TAP-SLF: Parameter-Efficient Adaptation of Vision Foundation Models for Multi-Task Ultrasound Image Analysis
- URL: http://arxiv.org/abs/2603.00433v1
- Date: Sat, 28 Feb 2026 03:21:07 GMT
- Title: TAP-SLF: Parameter-Efficient Adaptation of Vision Foundation Models for Multi-Task Ultrasound Image Analysis
- Authors: Hui Wan, Libin Lan,
- Abstract summary: Task-Aware Prompting and Selective Layer Fine-Tuning (TAP-SLF) is a unified framework for multi-task ultrasound image analysis.<n>TAP-SLF incorporates task-specific priors into the input token sequence and applies LoRA to selected specific top layers of the encoder.<n>Results on the FMC_UIA 2026 Challenge test set, combined with evaluations on the officially released training dataset using an 8:2 train-test split, demonstrate that task-aware prompting and selective layer tuning are effective strategies for efficient VFM adaptation.
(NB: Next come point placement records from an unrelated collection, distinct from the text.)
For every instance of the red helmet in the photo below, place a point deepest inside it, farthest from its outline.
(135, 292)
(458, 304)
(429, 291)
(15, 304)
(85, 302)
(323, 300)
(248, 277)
- Score: 1.5074458114135958
- License: http://arxiv.org/licenses/nonexclusive-distrib/1.0/
- Abstract: Executing multiple tasks simultaneously in medical image analysis, including segmentation, classification, detection, and regression, often introduces significant challenges regarding model generalizability and the optimization of shared feature representations. While Vision Foundation Models (VFMs) provide powerful general representations, full fine-tuning on limited medical data is prone to overfitting and incurs high computational costs. Moreover, existing parameter-efficient fine-tuning approaches typically adopt task-agnostic adaptation protocols, overlooking both task-specific mechanisms and the varying sensitivity of model layers during fine-tuning. In this work, we propose Task-Aware Prompting and Selective Layer Fine-Tuning (TAP-SLF), a unified framework for multi-task ultrasound image analysis. TAP-SLF incorporates task-aware soft prompts to encode task-specific priors into the input token sequence and applies LoRA to selected specific top layers of the encoder. This strategy updates only a small fraction of the VFM parameters while keeping the pre-trained backbone frozen. By combining task-aware prompts with selective high-layer fine-tuning, TAP-SLF enables efficient VFM adaptation to diverse medical tasks within a shared backbone. Results on the FMC_UIA 2026 Challenge test set, where TAP-SLF wins fifth place, combined with evaluations on the officially released training dataset using an 8:2 train-test split, demonstrate that task-aware prompting and selective layer tuning are effective strategies for efficient VFM adaptation.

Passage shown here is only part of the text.